V.H. – Dans le prologue, j’avance l’hypothèse qu’au fond, la plupart de ces dictateurs ne sont que les monstrueux rejetons de l’aberration coloniale. On peut parfaitement construire son discours politique fondateur ou sa légende sur un rejet radical du fait colonial, de ses injustices et de sa cruauté – que je serais bien entendu le dernier à nier – tout en perpétuant un rapport ambigu avec l’ex-puissance tutélaire. On peut avoir été le très loyal troufion de l’armée coloniale française, comme Bokassa et Eyadema père, et ensuite devenir l’incarnation de l’épopée de l’indépendance. Ceci avec une persistance de pratiques que l’on peut juger archaïques. Pour danser le tango, si funeste soit-il, il faut être deux.
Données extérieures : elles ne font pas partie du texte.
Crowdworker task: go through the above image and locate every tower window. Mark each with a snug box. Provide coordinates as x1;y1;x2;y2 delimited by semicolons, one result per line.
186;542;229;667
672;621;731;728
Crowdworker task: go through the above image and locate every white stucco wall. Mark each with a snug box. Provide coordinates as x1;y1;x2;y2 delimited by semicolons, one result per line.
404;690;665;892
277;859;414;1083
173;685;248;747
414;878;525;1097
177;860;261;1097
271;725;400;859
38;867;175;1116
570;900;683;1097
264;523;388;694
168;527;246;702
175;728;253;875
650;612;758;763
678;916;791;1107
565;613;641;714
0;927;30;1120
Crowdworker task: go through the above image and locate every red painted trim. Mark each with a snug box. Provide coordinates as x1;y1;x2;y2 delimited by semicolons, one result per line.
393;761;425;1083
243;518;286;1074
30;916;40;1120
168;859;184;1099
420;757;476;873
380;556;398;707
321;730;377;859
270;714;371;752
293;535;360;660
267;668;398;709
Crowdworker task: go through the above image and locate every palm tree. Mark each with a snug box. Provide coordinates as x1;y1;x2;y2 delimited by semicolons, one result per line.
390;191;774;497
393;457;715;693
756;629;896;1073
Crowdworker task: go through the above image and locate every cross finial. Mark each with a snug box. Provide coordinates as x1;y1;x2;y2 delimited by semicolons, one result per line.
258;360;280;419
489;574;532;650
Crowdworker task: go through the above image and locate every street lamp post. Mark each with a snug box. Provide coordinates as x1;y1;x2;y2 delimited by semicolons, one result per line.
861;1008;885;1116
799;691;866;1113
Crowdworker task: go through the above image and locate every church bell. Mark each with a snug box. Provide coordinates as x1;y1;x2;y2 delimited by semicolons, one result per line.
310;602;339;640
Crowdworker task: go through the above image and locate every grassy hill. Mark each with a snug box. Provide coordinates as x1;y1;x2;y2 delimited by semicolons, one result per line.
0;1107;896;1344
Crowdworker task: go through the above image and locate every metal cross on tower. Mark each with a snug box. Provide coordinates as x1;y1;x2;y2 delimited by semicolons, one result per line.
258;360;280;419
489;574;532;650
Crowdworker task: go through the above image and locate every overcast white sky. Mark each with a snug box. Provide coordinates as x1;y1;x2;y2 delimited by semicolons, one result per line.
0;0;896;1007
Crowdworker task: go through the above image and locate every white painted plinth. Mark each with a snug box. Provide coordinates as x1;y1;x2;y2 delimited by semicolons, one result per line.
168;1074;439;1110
Le même tyran africain peut, à la faveur de la fête nationale ou d’une campagne électorale théâtralisée, accabler l’injustice coloniale et, quasiment dans un même souffle, décrocher son téléphone pour solliciter de Paris une rallonge budgétaire qui permettra de payer ses fonctionnaires. On est dans cette équivoque permanente.

Revenons à cette question centrale de la guerre froide et de son héritage. On parle beaucoup aujourd’hui, c’est un concept qui s’est popularisé, des proxy wars, les guerres par procuration, dont la Libye nous fournit un exemple post-moderne assez stimulant. C’est vrai que l’Afrique a été le théâtre de cette guerre d’influence entre l’Est et l’Ouest. On se souvient de la France, membre du Conseil de sécurité, qui voyait dans ses ex-colonies une sorte de masse de manœuvres mobilisable à l’envi lors d’un vote, fût-ce sur les Balkans, la Bosnie-Herzégovine ou que sais-je encore…

On peut parfaitement construire son discours politique fondateur ou sa légende sur un rejet radical du fait colonial, de ses injustices et de sa cruauté tout en perpétuant un rapport ambigu avec l’ex-puissance tutélaire

Ces réflexes-là existent et perdurent. Mais n’oublions pas que des lignes de faille passent à l’intérieur des deux blocs, nous ne sommes pas dans un manichéisme d’un bloc homogène communiste face à un bloc homogène capitaliste. Exemple : on évoque aujourd’hui l’irruption de la Chine en Afrique. C’est un non-sens historique. La Chine ne surgit pas en Afrique, la Chine était présente y compris à l’heure des luttes d’indépendance. On a vu des rivalités soviéto-chinoises dans un certain nombre de pays d’Afrique, on pourrait citer le Mali, la Guinée et le Congo-Brazzaville, évoquons aussi l’intrusion de volontaires castristes, Cubains ou pas, en Angola et au Mozambique. Donc ne soyons pas trop simplistes dans la description de ce phénomène. D’ailleurs des lignes de faille se retrouvent aujourd’hui avec le retour assez spectaculaire de l’ambition russe qu’incarne Vladimir Poutine et que l’on voit opérer par exemple en République Centrafricaine et en Libye, avec l’irruption des milices du groupe Wagner qui sont étroitement liées au Kremlin.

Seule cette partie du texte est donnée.